Morava ali, na Praça do Sem Medo, na Baixada Fluminense, um senhor maltrapilho, barba por fazer, gorro na cabeça, roupas rotas. Dormia em meio à sujeira da pequena praça, e sobrevivia comendo pães e bolachas que o dono da padaria, ao lado da praça, lhe dava. Também se alimentava da xepa da feira que se realizava ali todas as quartas-feiras. Era visto como maluco pelos moradores da localidade devido ao seu temperamento explosivo, sua mudança repentina de humor, além de algumas excentricidades. Tinha uma cara fechada, ranzinza, parecia um bicho do mato. Por isso lhe puseram o apelido de Índio. Vivia com um cachimbo velho e com uma camisa velha do Botafogo ( seu time de coração), saia pelas ruas catando papelão e latinhas. As pessoas, principalmente os jovens, zombavam dele. Quando conseguiam deixá-lo irritado, aí caíam na gargalhada. Índio xingava, saía com um pedaço de madeira atrás dos caras que o infernizavam​. Mas ninguém sabia da verdadeira história daquele homem, havia muitas histórias... Muitos diziam que ele trabalhava num circo que se instalou por um período ali na praça, e se desentendeu com o seu chefe e resolveu não mais fazer parte da companhia circense. Também contavam outras versões... Mas a história verídica da vida daquele mendigo, somente o dono da padaria sabia, pois era seu conterrâneo de Minas Gerais, da mesma região.

Índio, na verdade, se chamava Antônio Rosário Neves. Muitas manias que ele tinha, como usar as vezes saias, pintar o rosto como se fosse mulher, e outras esquisitices, tinham uma razão. Mas ninguém geralmente quer saber o que aconteceu na vida das pessoas, tudo tem um motivo... Muitos moradores de rua não estão ali porque querem. Não devemos julgar ninguém, não devemos rir, nos divertir da insanidade dos outros. O Seu João Vítor, dono da padaria, não gostava de ver Índio sendo motivo de chacota e gozação. Quando presenciava as cenas de humilhação sofridas por Índio brigava com os caras. Defendia, comprava a briga do amigo.

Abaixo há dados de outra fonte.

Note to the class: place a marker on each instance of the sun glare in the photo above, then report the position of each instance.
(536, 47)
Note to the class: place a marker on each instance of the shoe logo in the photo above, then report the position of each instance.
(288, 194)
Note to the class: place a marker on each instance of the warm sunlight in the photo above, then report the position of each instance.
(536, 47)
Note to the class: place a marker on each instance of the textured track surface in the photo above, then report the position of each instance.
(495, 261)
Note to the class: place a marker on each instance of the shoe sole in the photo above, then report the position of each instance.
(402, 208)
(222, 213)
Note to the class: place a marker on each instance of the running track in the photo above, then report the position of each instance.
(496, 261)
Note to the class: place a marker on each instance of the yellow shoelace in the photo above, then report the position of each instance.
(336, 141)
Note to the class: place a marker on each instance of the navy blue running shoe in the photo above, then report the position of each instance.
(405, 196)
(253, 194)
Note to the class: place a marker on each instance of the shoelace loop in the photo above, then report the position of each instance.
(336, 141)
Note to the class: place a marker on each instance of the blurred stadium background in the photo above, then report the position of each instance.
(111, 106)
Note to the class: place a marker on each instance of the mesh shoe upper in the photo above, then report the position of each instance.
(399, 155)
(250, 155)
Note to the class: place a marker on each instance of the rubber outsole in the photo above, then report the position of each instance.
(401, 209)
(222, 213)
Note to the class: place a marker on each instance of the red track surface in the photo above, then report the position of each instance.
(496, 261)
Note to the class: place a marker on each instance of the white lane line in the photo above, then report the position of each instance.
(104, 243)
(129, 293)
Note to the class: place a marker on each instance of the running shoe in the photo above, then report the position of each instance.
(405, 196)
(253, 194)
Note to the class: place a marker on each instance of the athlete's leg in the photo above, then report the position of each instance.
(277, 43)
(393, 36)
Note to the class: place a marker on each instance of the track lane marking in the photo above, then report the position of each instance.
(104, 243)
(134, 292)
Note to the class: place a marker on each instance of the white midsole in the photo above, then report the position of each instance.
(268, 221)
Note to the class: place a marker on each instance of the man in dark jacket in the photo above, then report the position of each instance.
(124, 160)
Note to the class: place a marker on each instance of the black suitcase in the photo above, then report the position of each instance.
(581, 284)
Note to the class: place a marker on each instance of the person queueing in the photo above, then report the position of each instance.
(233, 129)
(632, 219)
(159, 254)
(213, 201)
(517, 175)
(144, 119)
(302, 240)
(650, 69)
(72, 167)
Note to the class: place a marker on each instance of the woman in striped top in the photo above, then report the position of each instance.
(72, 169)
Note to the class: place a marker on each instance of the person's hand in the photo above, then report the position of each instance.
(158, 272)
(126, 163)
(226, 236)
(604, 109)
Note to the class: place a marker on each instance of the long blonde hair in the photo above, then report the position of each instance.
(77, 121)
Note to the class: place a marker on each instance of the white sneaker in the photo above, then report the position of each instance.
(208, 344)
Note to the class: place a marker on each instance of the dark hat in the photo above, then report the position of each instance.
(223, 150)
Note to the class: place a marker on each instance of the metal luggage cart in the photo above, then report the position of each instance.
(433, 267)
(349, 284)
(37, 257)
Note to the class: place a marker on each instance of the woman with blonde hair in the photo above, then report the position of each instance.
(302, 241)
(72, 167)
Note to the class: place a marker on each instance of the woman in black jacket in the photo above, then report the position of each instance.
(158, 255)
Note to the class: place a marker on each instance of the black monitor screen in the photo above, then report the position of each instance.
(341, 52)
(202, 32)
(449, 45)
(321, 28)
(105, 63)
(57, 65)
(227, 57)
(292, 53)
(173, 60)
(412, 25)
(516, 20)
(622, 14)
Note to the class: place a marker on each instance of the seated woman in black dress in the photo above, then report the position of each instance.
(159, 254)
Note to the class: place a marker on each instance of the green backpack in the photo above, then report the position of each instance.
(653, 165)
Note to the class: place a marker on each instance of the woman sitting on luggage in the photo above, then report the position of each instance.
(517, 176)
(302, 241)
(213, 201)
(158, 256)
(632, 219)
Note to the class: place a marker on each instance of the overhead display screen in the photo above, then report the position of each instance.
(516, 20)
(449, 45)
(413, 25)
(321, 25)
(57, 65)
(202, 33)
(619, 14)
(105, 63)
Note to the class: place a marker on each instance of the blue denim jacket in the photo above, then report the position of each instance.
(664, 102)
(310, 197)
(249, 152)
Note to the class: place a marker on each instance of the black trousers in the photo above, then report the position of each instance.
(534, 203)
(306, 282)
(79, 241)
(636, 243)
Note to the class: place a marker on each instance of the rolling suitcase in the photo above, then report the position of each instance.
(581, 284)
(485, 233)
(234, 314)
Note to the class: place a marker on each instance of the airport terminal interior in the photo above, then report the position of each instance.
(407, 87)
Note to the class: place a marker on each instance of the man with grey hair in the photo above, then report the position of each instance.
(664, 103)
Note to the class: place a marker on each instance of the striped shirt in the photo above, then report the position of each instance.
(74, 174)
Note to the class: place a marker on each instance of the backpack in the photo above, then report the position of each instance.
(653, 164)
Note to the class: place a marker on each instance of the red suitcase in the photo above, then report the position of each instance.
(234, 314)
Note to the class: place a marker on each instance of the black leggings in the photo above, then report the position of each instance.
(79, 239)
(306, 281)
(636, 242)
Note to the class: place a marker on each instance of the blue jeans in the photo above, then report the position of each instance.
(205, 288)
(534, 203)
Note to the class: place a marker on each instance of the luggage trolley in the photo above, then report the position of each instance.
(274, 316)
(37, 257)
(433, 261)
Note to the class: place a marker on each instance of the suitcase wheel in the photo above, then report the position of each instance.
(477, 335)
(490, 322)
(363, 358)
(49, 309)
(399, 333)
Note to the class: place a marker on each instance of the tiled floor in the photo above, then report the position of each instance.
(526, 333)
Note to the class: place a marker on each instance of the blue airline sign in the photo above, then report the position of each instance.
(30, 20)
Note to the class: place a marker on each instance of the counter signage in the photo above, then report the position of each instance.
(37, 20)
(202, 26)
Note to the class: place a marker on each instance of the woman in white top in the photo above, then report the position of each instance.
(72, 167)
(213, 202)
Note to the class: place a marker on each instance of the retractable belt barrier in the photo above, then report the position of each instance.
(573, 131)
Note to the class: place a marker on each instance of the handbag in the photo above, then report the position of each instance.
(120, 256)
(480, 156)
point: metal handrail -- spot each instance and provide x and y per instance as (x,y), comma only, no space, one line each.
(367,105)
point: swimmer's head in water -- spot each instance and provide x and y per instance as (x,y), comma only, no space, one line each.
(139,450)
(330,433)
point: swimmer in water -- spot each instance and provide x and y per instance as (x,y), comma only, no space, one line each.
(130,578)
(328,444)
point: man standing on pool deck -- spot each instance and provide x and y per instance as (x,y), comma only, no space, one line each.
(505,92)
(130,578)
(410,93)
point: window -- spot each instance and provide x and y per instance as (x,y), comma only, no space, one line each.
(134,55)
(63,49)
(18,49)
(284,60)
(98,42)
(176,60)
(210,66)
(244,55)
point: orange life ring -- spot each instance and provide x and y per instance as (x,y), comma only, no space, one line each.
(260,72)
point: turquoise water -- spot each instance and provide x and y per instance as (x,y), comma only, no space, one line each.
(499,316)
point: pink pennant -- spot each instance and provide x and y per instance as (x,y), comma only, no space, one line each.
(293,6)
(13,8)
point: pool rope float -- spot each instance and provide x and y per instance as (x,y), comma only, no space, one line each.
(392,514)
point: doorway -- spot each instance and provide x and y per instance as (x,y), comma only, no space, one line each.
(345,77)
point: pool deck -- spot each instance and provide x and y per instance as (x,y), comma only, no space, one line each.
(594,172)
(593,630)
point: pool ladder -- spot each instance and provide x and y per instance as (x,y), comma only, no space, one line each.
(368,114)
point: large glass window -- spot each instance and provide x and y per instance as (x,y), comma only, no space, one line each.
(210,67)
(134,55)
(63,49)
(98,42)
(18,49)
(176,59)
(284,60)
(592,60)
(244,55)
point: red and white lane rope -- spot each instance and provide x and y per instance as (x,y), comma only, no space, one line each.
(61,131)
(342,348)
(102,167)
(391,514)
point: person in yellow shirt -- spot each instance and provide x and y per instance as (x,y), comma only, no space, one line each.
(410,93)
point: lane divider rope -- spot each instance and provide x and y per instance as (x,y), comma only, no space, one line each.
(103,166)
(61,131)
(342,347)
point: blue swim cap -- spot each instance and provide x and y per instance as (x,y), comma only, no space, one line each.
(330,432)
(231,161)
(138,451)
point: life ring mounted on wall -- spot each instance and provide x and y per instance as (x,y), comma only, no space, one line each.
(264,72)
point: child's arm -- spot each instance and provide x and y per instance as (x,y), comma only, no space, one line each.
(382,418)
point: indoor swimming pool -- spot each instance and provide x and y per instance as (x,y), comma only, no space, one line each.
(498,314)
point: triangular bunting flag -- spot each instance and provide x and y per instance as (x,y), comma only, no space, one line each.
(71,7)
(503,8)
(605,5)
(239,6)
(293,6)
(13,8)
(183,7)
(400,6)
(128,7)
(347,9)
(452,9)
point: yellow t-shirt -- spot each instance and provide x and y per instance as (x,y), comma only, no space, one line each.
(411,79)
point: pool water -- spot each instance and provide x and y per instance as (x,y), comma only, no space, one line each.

Um dia, no inverno, resolveu construir um pequeno cômodo nos fundos da padaria para que o Índio deixasse a praça, o relento, a sujeira, o frio da praça.

Comprou uma cama de solteiro, fez o quartinho, tudo organizado para o Índio morar.

"Pronto, meu amigo! Aqui você estará protegido do frio, protegido também da maldade dessa gente que não te deixa dormir em paz! "

Seu João tomou a decisão de construir o quarto, logo após um triste episódio, um ato de violência:

Numa madrugada, um carro passou em alta velocidade e o motorista começou a atirar a esmo.

Um dos tiros chegou a atingir o mendigo de raspão. Foi socorrido pelo comerciante, que naquele dia teve a ideia de fazer um quarto pro amigo sair da vulnerabilidade das ruas.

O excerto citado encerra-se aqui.